The Role of BPDU Guard in Spanning Tree


As a CCNA / CCNP candidate you are expected to understand the purpose and function of Spanning-tree BPDU guard. The CCNA / CCNP’s exam will ask of you to determine the purpose of the BPDUGuard (Bridge Protocol Data Unit) within the spanning-tree protocol.

Before we go into detail as to the purpose of the BPDU Guard feature a quick recap on the spanning-tree protocol is required.

Spanning-tree is a protocol which is designed to prevent physical and/or logical loops in your layer 2 network. Spanning-tree achieves this loop free environment by first of all electing a device to act as the focal point of the network which all other switches measure themselves from. This focal point role is an elected role. The election of the focal point known as the “Root Bridge” is done at the very start of spanning-tree determining the loop free topology, the election of the Root Bridge is carried out by using a combination of the switches MAC address and a value known as the “Default Priority”.

These two values are conveyed into the network via BPDU’s. BPDU’s are used by spanning-tree to maintain a stable state network. In standard 802.1D spanning-tree for instance only the Root Bridge generated a BPDU.

The stability of the Root Bridge is of paramount importance in the operation and continual uninterrupted service of spanning-tree. A change in the position of the Root Bridge will cause service disruption on the network with data and voice session timing out.

It is important to consider what events could cause a change in the position of the Root Bridge, events such as links failing between the existing Root Bridge and the rest of the network would cause a change, or possibly a duplex mismatch between the Root Bridge and downstream switches causing the spanning-tree messages from the Root Bridge from reaching the other parts of the network.

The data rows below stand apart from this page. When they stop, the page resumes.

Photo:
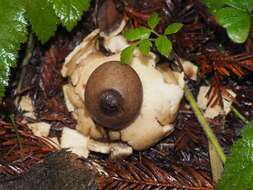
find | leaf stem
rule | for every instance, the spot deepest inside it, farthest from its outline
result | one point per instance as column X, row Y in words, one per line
column 239, row 115
column 207, row 129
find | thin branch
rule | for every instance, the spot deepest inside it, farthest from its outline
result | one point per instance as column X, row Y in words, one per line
column 211, row 136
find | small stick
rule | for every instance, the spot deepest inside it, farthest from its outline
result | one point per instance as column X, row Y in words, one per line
column 207, row 129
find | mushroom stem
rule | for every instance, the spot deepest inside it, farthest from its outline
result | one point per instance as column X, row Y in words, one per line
column 110, row 102
column 209, row 133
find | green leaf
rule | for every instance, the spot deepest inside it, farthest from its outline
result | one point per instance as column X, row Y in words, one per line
column 127, row 54
column 236, row 22
column 42, row 17
column 69, row 11
column 238, row 171
column 145, row 46
column 153, row 20
column 173, row 28
column 244, row 5
column 163, row 45
column 13, row 31
column 137, row 34
column 214, row 4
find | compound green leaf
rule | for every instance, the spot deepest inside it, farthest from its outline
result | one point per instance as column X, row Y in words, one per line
column 163, row 45
column 145, row 46
column 153, row 20
column 127, row 54
column 140, row 33
column 70, row 11
column 173, row 28
column 42, row 18
column 236, row 22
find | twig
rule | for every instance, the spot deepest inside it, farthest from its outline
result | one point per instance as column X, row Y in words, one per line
column 19, row 139
column 211, row 136
column 239, row 115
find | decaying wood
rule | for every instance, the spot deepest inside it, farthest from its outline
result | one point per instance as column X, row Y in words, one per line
column 180, row 161
column 60, row 170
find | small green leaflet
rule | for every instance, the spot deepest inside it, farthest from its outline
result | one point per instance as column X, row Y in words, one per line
column 42, row 18
column 163, row 45
column 140, row 33
column 244, row 5
column 13, row 31
column 234, row 15
column 69, row 11
column 236, row 22
column 145, row 46
column 127, row 54
column 173, row 28
column 238, row 171
column 153, row 20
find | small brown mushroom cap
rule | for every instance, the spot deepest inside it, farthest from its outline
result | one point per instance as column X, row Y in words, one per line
column 113, row 95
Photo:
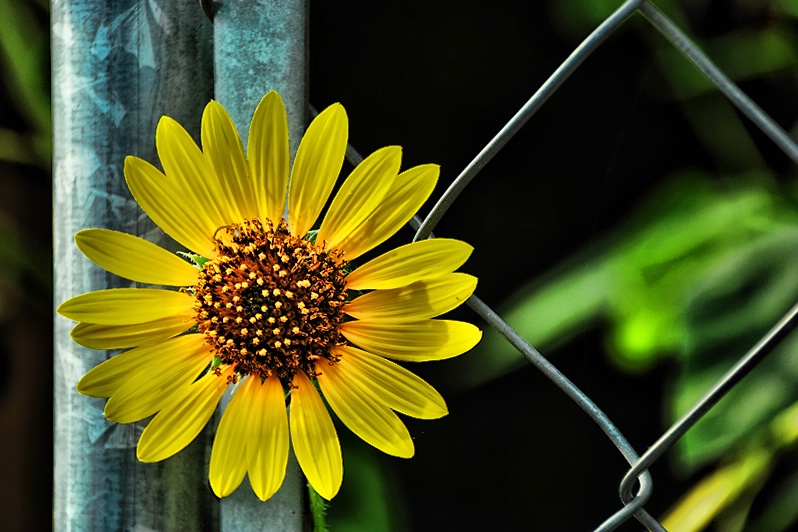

These events are easily fixed and resolved none of which would require the use of the BPDU Guard feature.

In our network we want to enforce the Spanning-tree domain borders and keep our active topology and the position of our Root Bridge predictable.

In our network we enable BPDU Guard only on access ports (access ports lead to end user devices) so that any end user devices on these ports that have BPDU Guard enabled are not able to influence the Spanning-tree topology.

BPDU Guard is enabled on an access port:

Swith(config-if)#spanning-tree bpduguard enable

Once BPDU Guard is enabled it will keep an eye open for any BPDU’s entering the access ports. The only devices which can reliably create and transmit BPDU’s are switches.

We want to keep a predictable topology and not allow other switches outside our control onto our network. If a rogue switch is introduced into our topology it will in most cases transmit a BPDU, if the rogue switch has “better” values than the existing Root Bridge it will cause a topology change in the switched network. Any topology change is bad news for the users.

By configuring the “BPDU Guard” feature on the access-ports enables the spanning-tree protocol to shut the port down in the event that is receives a BPDU. As a rule of thumb, BPDU’s are really only expected across trunk links.

If a rogue switch is plugged into a port configured for BPDU Guard, the port will disable as soon as the first BPDU is received, by shutting the port down we prevent the rogue switch from affecting our spanning-tree topology.

To re-enable a port disabled by BDPU Guard you will need to remove the offending device and then bounce the port by issuing the shut/no shut command.